Inducible nitric oxide synthase induction underlies lipid-induced hepatic insulin resistance in mice: potential role of tyrosine nitration of insulin signaling proteins.

OBJECTIVE

The present study was undertaken to assess the contribution of inducible nitric oxide (NO) synthase (iNOS) to lipid-induced insulin resistance in vivo.
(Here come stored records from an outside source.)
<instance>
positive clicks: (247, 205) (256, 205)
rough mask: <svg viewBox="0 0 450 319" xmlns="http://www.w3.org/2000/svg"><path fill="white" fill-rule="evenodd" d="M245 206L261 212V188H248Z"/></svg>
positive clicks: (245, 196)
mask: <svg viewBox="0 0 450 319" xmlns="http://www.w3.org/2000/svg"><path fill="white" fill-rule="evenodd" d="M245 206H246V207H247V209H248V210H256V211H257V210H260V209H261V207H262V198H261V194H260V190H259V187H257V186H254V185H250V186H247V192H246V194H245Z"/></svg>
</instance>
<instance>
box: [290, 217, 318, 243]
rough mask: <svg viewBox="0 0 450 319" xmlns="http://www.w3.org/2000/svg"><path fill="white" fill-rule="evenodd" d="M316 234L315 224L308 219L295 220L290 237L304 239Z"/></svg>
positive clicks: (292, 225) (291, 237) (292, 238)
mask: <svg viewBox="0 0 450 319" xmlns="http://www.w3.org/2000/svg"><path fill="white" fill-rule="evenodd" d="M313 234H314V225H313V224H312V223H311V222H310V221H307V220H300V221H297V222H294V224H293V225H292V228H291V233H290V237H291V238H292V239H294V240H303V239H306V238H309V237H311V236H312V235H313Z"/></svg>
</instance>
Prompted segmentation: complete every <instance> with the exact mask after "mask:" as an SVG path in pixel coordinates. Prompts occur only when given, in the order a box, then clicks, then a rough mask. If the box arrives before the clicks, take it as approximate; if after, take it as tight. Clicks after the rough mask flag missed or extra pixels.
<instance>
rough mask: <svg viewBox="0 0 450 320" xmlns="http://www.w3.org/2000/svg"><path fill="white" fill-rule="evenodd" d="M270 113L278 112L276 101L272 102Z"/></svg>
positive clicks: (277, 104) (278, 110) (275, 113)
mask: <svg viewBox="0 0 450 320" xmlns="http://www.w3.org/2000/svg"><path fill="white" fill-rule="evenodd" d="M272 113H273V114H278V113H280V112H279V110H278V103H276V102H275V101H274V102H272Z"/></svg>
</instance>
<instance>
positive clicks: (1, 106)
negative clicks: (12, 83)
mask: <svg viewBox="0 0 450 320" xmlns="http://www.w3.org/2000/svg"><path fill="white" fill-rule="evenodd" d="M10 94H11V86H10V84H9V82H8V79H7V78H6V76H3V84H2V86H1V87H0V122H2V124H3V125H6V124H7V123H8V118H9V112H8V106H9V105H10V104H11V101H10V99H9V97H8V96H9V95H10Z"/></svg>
RESEARCH DESIGN AND METHODS

Wild-type and iNOS(-/-) mice were infused for 6 h with a 20% intralipid emulsion, during which a hyperinsulinemic-euglycemic clamp was performed.

RESULTS

In wild-type mice, lipid infusion led to elevated basal hepatic glucose production and marked insulin resistance as revealed by impaired suppression of liver glucose production and reduced peripheral glucose disposal (R(d)) during insulin infusion. Liver insulin resistance was associated with a robust induction of hepatic iNOS, reduced tyrosine phosphorylation of insulin receptor (IR) beta, insulin receptor substrate (IRS)-1, and IRS-2 but elevated serine phosphorylation of IRS proteins as well as decreased Akt activation. The expression of gluconeogenic enzymes Pepck and G6Pc was also increased in the liver of wild-type mice. In contrast to their wild-type counterparts, iNOS(-/-) mice were protected from lipid-induced hepatic and peripheral insulin resistance. Moreover, neither the phosphorylation of insulin signaling intermediates nor expression of gluconeogenic enzymes were altered in the lipid-infused iNOS(-/-) mice compared with their saline-infused controls. Importantly, lipid infusion induced tyrosine nitration of IRbeta, IRS-1, IRS-2, and Akt in wild-type mice but not in iNOS(-/-) animals. Furthermore, tyrosine nitration of hepatic Akt by the NO derivative peroxynitrite blunted insulin-induced Akt tyrosine phosphorylation and kinase activity.

CONCLUSIONS

These findings demonstrate that iNOS induction is a novel mechanism by which circulating lipids inhibit hepatic insulin action. Our results further suggest that iNOS may cause hepatic insulin resistance through tyrosine nitration of key insulin signaling proteins.